A pesar de ser impotente ante un comandante, Ezequías era un hombre de fe. Él manda informar a Isaías sobre la burla contra el Dios viviente. Isaías le dijo que no tuviera miedo. Queriendo pasar a Cus, Senaquerib envió una carta en la que comparó a Dios con los ídolos. Este fue un error fatal. Ezequías llevó la carta al templo y oró al Señor. Él sabía quién era Dios: el Señor Todopoderoso, cuyo trono simboliza un asiento de misericordia (Ex 25:22 Versión Estándar Inglesa o ESV, por sus siglas en inglés). Ningún trono está por encima de ese trono y ningún poder es mayor. ¡La oración es un arma poderosa! En Jesús, nosotros también podemos acercarnos a este trono (Heb 4:16).

“Acerca de lo que me rogaste…” (21-38)

Isaías dio la respuesta clara del Señor: una reprimenda y el juicio sobre Senaquerib, quien ridiculizaba al Dios viviente. El Señor defendió a su pueblo enviando un ángel para aplastar al ejército de Asiria y asesinando a su rey por medio de un parricidio. El Señor responde a la oración y defiende su nombre.

Padre, ciertamente Usted es el único Dios verdadero. Ayúdeme a llevarle todo en oración.

Una palabra: Santificado sea el nombre del Señor.

“CIERTAMENTE JEHOVÁ NOS LIBRARÁ”

Isaías 36.1-22

“Ni os haga Ezequías confiar en Jehová, diciendo: Ciertamente Jehová nos librará; no será entregada esta ciudad en manos del rey de Asiria. (15)

“¿En quién confías? (1-10)

Isaías puso esta sección de narrativa (36-39) como un puente entre las profecías sobre la invasión asiria y las profecías sobre la cautividad en Babilonia. La liberación de Dios sobre Jerusalén da esperanza para la gente de ambos tiempos, y es un anuncio de la última victoria de Jesús. Asiria ya había conquistado a Israel del Norte, y todas las ciudades de Judá, y ahora estaba sitiando a Jerusalén. Las palabras del Rabsaces tenían la intención de agitar a Ezequías para que se rindiera y se sometiera a Senaquerib, quien quería una victoria rápida. Egipto no podría salvarles. Asiria era el instrumento de Dios. ¿En quién podría depender Ezequías?

¿Cómo podría Jehová librar a Jerusalén? (11-22)

Ezequías no se agitó, sino que dijo a su pueblo: “Ciertamente Jehová nos librará, no será entregada esta ciudad en manos del rey de Asiria.” Así que el Rabsaces desafió a la gente de la ciudad, sembrando miedo y duda, tratando de levantar una rebelión contra su rey y blasfemando contra Dios. Así es como trabaja Satanás.
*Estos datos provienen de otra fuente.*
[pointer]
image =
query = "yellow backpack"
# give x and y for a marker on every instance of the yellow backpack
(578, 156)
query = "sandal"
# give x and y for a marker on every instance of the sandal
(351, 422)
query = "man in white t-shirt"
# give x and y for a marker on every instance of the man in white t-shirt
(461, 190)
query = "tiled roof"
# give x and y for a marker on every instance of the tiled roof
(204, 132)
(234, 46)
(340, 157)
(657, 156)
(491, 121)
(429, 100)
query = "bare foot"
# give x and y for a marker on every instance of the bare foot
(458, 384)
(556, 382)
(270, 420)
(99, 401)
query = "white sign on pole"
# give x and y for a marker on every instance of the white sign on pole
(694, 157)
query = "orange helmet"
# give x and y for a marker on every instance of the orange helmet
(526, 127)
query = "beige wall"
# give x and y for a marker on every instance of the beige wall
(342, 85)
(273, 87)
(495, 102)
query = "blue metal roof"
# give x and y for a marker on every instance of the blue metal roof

Pero el pueblo de Dios no le escuchó, sino que confió en su rey y Dios.

Padre, ayúdeme a confiar en usted y no escuchar la voz de Satanás que siembra miedo y duda.

Una palabra: Confía en Dios.

PARA QUE CAMINEN LOS REDIMIDOS

Isaías 35:1-10

“Para que caminen los redimidos. Y los redimidos de Jehová volverán.” (9b-10a)

Vuestro Dios viene y os salvará (1-4)

El juicio de Dios sobre todas las naciones (Isa. 34) no duraría para siempre. Por el contrario, la gloria sería restaurada, la gloria de Jehová y su hermosura. Isaías le dice a su pueblo y a nosotros que nos esforcemos y tengamos esperanza porque “vuestro Dios viene… y os salvará.” Él los liberó de Asiria (Isa. 37). Él ha venido a nosotros en Jesucristo nuestro Señor. Pongamos nuestra esperanza en él.

El gozo perpetuo de los redimidos (5-10)

Los versículos 5 al 7 describen la obra dadora de vida de Jehová cuando él venga, sanando cuerpo y alma. Esta profecía fue cumplida en Jesús (Mt. 11:5-6; Jn. 7:38-39). Dios hizo el Camino de Santidad para aquellos que redime. La cruz de Jesús abatió el poder de Satanás. Este camino está ahora abierto para todos aquellos que regresan a Dios, arrepentidos de su idolatría y sus pecados. Aquellos que toman ese camino experimentan el gozo perpetuo, la alegría, la paz y la liberación en el camino a Sion, el reino celestial de Dios.

Padre, gracias por redimirme en la sangre de Jesús. Ayúdame a regresar a ti con alegría.

Una palabra: Sigue el Camino de Santidad.